Ultime preuve de cette envie d'accélérer, la session extraordinaire, initialement prévue le 24 septembre, avait été avancée fin août par François Hollande, au lendemain de l'annonce de la plus forte hausse du chômage en trois ans.

Le projet de loi sur les emplois d'avenir est ainsi soumis à l'examen des députés alors que l'hémorragie d'emplois continue, avec plus de 22.000 emplois salariés détruits au deuxième trimestre.

Avec les emplois d'avenir, mesure "ambitieuse et rapide" selon le Premier ministre Jean-Marc Ayrault, le gouvernement veut se concentrer sur "le coeur du chômage des jeunes", les 16-25 ans peu ou pas qualifiés par le biais de 150.000 contrats chaque année, dont 100.000 dès 2013, largement subventionnés par l'Etat pendant trois ans maximum.
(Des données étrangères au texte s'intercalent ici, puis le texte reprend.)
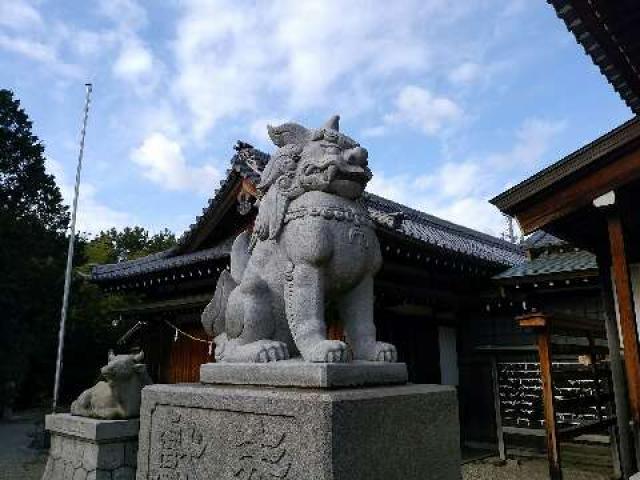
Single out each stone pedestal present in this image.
[42,414,140,480]
[137,362,461,480]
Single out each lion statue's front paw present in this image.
[304,340,349,363]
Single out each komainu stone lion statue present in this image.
[71,352,151,420]
[202,116,397,362]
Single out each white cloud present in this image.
[113,38,153,81]
[367,118,564,236]
[384,85,462,135]
[46,157,137,234]
[449,62,482,85]
[131,132,221,193]
[415,161,483,197]
[98,0,148,30]
[0,33,82,78]
[0,0,42,30]
[249,117,289,146]
[488,118,566,172]
[172,0,470,138]
[360,125,387,138]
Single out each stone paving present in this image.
[0,412,610,480]
[462,457,611,480]
[0,412,47,480]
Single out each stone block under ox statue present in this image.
[202,116,397,363]
[42,352,151,480]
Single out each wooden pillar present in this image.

1,5 milliard d'euros par an

À la différence des "emplois-jeunes" de l'ère Jospin, ces nouveaux contrats seront ciblés, à compter de début novembre, sur des jeunes peu ou pas qualifiés issus notamment "des zones urbaines sensibles" ou de zones rurales où le chômage des jeunes est supérieur à la moyenne.

Ils concerneront aussi des jeunes en difficulté d'insertion, ayant poursuivi leurs études jusqu'au CAP ou BEP ou jusqu'au baccalauréat dans certaines zones difficiles, ainsi que des travailleurs handicapés en difficulté et peu qualifiés de moins de 30 ans.

Une dérogation est prévue pour l'Education nationale qui pourra embaucher 18.000 étudiants boursiers au maximum en première année de master se destinant à l'enseignement.

Dans un budget 2013 des plus rigoureux, 2,3 milliards d'euros seront inscrits pour la mesure, dont le coût est estimé à 1,5 milliard par an "en rythme de croisière".

Une "première réponse"

"Première réponse", ces contrats ne permettront pas d'assurer "un accès durable à l'emploi", juge le Front de gauche. Le groupe va réserver son vote (pour ou abstention) sur ce texte, qui pourrait être "amélioré" lors du débat, selon son président André Chassaigne.

Les écologistes, eux, ne sont pas opposés à amender le texte, notamment pour renforcer la formation, "mais sans toutefois alourdir le dispositif".

Les députés UMP, qui se sont abstenus lors de l'examen du texte en commission, voteront "à la quasi unanimité" contre ce "recyclage des emplois jeunes" sans "rien sur la formation et la compétitivité des entreprises", et montrer "une opposition déterminée et offensive", dixit leur chef de file, Christian Jacob. "On est dans l'impréparation, dans l'affolement", dit-il.

La droite, comme le centre, reprochent principalement au dispositif de surtout subventionner les emplois dans les collectivités locales et les associations, et non dans le secteur privé. "C'est de la concurrence déloyale pour le secteur marchand", selon le député UMP Lionel Tardy

Mais la flambée du chômage incite certains membres de l'opposition à un soutien mesuré.

Indispensable mais insuffisante

Pour l'ancien Premier ministre Alain Juppé, les contrats d'avenir vont "dans le bon sens" mais ne sont "absolument pas à la hauteur du problème". Un avis proche de celui de Lionnel Luca, député UMP et pilier de la Droite populaire. "Les emplois d'avenir sans formation ne méritent pas leur nom! mais ils permettront à des jeunes sans qualif d'avoir une expérience prof. Je voterai", avait-il écrit dès fin août sur twitter dans un style télégraphique.

Si ils étaient acceptés, l'ajout de dix heures de formation hebdomadaire pour les jeunes concernés, car "il ne servirait à rien de mettre pendant 3 ans ces jeunes à la charge de la collectivité s'ils n'ont pas un vrai métier à la sortie", et l'inclusion des très petites entreprises dans le dispositif, pourraient convaincre les centristes de l'UDI de voter pour, a déclaré mardi leur porte-parole, Jean-Christophe Lagarde.

De leur côté, les deux députés du FN voteront contre.

Enfin, des syndicats et associations, la mesure est jugée indispensable mais insuffisante. L'Unef a ainsi déploré "la précipitation avec laquelle le gouvernement s'apprête à prendre l'une des mesures phares de la campagne présidentielle, dont les contours sont loin d'apporter des réponses satisfaisantes".